Nun aber zum Wichtigsten, dem Inhalt: Lohnt es sich, dieses Buch zu lesen? Das würde ich ganz entschieden mit einem lauten "Ja!" beantworten, denn dieser kurze Roman hat mich großartig unterhalten.
Hier tummeln sich eine Menge undurchsichtige Exzentriker, die ironisch-humorvolle Gespräche führen, die Dialoge wirken nie platt, sondern oft hintersinnig und manchmal geradezu philosophisch - aber ohne den Leser mit übertriebener Bedeutungsschwere zu überfordern oder zu erschlagen. Nothombs Stil hat mich begeistert, das ganze Buch wirkt wie eine Komposition, jedes Wort sitzt an der richtigen Stelle, und jeder Satz wird knackig auf den Punkt gebracht. Obwohl stilistisch anspruchsvoll (ich hab sogar ein neues Wort gelernt ;)), gerät der Lesefluss nie ins Stocken, und man kann diesen Roman tatsächlich "in einem Rutsch" (oder wie im Rausch) durchlesen.

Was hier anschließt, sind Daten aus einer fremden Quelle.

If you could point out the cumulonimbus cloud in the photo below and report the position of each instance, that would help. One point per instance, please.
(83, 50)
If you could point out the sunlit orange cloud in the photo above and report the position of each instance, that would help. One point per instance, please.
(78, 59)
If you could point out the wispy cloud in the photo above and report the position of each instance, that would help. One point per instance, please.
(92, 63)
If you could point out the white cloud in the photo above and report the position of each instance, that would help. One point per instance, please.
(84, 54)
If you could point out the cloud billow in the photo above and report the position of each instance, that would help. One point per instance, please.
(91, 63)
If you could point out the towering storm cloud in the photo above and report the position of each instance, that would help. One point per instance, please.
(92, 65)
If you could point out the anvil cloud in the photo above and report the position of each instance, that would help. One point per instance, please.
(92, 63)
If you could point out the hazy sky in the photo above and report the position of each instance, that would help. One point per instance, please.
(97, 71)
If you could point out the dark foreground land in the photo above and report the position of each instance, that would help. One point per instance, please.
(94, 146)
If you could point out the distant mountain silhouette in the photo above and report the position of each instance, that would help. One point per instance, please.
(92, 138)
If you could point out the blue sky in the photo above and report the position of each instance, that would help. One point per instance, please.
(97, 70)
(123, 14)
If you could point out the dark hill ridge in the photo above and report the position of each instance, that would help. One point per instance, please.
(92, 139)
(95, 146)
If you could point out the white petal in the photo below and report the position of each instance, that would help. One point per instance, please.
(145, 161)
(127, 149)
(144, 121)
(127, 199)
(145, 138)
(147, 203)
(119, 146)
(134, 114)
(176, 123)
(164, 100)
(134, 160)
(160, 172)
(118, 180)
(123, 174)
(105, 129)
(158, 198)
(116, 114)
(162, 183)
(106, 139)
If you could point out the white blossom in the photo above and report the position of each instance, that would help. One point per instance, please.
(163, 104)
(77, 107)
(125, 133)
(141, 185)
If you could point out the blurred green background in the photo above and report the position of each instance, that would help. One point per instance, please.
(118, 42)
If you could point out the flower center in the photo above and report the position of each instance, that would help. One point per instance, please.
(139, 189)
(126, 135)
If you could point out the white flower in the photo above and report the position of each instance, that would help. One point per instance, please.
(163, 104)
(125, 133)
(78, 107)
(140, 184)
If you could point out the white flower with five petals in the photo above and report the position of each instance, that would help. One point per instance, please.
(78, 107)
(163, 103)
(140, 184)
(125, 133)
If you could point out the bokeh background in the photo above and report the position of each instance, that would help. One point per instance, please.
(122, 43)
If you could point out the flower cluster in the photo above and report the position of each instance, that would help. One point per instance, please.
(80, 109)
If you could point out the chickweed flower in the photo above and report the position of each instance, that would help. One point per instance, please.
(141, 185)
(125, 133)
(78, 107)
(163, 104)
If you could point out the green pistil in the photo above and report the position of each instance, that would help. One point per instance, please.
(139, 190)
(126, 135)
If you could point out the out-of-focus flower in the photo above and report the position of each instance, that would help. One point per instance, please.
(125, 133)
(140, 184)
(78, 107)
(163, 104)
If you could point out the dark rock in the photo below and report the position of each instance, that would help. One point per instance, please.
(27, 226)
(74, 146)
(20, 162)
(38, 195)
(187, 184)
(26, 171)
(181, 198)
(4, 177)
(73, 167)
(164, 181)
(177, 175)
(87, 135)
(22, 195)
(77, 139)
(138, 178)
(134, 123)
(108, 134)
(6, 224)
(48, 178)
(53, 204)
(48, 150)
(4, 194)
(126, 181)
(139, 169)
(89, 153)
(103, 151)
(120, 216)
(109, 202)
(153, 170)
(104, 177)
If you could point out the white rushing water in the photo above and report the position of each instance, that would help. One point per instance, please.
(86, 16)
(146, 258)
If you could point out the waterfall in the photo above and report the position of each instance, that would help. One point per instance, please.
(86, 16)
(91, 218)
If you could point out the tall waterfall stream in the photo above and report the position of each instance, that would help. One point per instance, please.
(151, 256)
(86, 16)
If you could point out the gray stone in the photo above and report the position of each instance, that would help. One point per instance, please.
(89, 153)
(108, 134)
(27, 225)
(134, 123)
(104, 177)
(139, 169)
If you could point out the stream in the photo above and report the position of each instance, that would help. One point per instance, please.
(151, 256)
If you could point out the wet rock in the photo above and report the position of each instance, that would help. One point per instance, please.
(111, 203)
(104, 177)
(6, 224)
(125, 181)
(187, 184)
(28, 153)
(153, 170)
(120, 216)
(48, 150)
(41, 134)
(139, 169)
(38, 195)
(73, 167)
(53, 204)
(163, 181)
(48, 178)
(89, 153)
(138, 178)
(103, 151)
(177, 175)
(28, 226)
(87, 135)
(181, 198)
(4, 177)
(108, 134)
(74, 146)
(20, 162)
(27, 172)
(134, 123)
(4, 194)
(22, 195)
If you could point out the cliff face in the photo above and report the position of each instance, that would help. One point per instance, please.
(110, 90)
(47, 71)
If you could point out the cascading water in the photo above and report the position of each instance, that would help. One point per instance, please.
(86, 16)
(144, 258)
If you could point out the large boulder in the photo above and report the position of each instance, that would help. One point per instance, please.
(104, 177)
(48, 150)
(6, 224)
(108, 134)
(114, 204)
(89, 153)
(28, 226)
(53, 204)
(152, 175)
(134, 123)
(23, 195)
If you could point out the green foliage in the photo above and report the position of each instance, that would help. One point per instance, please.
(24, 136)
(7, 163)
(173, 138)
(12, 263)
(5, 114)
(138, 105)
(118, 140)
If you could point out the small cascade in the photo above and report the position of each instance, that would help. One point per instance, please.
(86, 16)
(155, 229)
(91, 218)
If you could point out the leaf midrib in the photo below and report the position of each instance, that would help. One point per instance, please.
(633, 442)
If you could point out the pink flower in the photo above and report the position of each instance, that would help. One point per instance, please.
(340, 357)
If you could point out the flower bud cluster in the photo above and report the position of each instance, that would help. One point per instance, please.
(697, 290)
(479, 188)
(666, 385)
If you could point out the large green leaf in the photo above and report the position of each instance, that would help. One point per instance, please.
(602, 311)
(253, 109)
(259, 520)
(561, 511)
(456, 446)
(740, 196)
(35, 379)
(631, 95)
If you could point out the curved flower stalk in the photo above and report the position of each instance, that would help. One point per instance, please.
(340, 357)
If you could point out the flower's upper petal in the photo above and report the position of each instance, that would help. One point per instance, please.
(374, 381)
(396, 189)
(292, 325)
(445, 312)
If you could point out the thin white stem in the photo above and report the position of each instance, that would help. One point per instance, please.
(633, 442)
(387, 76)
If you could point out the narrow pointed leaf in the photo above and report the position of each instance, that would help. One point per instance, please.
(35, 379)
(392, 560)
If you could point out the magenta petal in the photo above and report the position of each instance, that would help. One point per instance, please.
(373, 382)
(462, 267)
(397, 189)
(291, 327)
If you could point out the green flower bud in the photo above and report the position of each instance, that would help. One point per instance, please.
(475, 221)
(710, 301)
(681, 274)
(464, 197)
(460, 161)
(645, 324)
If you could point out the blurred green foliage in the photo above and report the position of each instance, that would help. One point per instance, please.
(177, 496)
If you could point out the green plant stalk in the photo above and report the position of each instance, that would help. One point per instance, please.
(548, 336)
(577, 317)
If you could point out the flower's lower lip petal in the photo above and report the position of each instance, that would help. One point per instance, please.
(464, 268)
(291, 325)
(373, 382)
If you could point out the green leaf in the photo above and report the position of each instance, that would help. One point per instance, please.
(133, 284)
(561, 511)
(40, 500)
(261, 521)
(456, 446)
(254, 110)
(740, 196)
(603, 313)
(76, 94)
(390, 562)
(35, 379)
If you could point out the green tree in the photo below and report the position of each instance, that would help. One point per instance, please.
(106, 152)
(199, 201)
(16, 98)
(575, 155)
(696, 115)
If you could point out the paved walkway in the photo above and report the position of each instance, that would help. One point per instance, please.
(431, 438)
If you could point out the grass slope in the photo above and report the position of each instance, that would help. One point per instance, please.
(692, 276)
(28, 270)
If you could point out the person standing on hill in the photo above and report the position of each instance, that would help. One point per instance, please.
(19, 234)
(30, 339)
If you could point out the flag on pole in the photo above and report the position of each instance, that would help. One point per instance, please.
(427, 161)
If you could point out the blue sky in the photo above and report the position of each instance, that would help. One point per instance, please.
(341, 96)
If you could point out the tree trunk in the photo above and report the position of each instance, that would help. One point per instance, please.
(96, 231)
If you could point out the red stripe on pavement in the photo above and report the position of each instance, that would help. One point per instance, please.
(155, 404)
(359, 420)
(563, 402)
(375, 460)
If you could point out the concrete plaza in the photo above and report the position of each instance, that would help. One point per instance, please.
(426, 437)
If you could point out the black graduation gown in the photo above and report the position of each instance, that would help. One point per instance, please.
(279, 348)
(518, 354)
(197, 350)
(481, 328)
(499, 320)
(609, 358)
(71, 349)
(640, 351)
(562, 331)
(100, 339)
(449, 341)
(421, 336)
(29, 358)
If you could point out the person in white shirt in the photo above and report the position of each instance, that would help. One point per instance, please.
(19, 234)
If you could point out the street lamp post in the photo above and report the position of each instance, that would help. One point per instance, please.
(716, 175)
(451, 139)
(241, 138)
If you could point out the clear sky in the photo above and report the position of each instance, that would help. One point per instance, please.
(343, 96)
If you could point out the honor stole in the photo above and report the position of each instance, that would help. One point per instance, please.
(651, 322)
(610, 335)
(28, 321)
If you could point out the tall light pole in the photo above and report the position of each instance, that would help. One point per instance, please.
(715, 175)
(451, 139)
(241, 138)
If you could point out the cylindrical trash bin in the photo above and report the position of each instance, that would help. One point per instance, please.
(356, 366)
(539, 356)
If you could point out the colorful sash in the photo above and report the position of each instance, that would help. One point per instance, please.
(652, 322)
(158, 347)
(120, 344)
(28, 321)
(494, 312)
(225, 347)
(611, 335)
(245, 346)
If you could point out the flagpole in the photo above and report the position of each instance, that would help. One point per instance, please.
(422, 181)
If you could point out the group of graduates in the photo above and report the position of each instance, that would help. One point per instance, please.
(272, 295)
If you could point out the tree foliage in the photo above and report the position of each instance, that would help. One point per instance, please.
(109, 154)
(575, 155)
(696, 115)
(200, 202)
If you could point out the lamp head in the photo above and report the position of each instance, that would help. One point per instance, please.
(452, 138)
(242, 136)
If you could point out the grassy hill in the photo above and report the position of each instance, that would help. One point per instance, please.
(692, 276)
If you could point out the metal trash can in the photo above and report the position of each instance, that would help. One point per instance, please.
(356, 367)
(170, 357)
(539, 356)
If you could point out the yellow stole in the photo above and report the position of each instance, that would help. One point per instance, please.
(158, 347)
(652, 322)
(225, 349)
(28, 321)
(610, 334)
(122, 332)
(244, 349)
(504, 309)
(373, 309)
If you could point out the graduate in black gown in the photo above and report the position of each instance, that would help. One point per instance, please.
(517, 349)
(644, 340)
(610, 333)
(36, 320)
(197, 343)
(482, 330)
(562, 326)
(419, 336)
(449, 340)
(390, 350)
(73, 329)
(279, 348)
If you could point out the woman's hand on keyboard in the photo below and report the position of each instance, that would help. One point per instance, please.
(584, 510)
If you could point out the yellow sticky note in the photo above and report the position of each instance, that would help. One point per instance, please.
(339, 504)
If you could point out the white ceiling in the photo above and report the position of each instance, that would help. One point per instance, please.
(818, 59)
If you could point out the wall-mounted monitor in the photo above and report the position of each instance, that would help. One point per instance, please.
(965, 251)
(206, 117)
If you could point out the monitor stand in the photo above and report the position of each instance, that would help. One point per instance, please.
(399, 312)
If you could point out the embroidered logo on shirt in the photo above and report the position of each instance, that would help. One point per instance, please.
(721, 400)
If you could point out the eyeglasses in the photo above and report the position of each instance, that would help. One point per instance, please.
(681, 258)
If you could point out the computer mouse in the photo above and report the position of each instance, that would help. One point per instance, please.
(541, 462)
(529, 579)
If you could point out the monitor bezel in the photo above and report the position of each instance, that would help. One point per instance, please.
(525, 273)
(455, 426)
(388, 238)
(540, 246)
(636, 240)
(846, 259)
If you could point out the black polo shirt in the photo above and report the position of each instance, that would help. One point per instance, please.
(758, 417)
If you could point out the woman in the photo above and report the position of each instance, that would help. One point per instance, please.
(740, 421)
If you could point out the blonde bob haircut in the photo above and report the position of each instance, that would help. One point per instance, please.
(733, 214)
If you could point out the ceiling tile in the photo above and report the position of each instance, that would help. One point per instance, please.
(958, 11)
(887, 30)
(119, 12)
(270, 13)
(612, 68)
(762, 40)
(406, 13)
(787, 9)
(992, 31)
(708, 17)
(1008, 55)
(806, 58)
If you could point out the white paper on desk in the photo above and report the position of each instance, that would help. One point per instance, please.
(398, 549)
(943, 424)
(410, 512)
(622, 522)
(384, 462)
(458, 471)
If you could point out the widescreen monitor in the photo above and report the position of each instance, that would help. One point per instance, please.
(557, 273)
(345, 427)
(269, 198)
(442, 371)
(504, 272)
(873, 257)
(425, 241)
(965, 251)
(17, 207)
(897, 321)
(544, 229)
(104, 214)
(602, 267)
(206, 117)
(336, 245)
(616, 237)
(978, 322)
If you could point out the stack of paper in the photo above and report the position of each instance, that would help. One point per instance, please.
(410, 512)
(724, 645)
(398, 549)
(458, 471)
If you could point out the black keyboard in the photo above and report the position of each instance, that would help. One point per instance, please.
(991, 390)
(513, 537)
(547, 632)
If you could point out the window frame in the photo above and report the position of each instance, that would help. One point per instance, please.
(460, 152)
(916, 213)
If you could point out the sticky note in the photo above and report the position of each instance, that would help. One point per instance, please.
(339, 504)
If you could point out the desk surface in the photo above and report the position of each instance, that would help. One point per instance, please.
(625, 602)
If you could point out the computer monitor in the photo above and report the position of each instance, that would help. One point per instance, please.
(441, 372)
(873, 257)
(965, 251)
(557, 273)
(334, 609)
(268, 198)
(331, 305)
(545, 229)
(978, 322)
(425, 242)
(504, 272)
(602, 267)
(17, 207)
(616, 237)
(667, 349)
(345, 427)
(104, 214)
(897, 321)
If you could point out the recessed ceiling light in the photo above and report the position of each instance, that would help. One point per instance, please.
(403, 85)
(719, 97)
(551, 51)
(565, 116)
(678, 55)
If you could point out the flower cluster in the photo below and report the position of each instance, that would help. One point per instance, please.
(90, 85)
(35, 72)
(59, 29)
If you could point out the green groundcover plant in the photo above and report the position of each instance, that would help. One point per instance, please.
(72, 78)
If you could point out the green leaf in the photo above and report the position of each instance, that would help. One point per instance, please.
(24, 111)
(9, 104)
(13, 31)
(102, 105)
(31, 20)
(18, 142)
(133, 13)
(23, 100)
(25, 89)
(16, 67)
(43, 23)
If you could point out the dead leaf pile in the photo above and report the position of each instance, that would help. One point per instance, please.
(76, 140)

Die Geschichte selbst ist ziemlich abgedreht, man kann hier sicher nicht behaupten, man hätte sowas schon diverse Mal in ähnlicher Form gelesen. Wirklich frisch und skurril - ich mag solche Bücher sehr. Für mich war es das erste Buch von Amélie Nothomb, aber es wird nicht das einzige bleiben.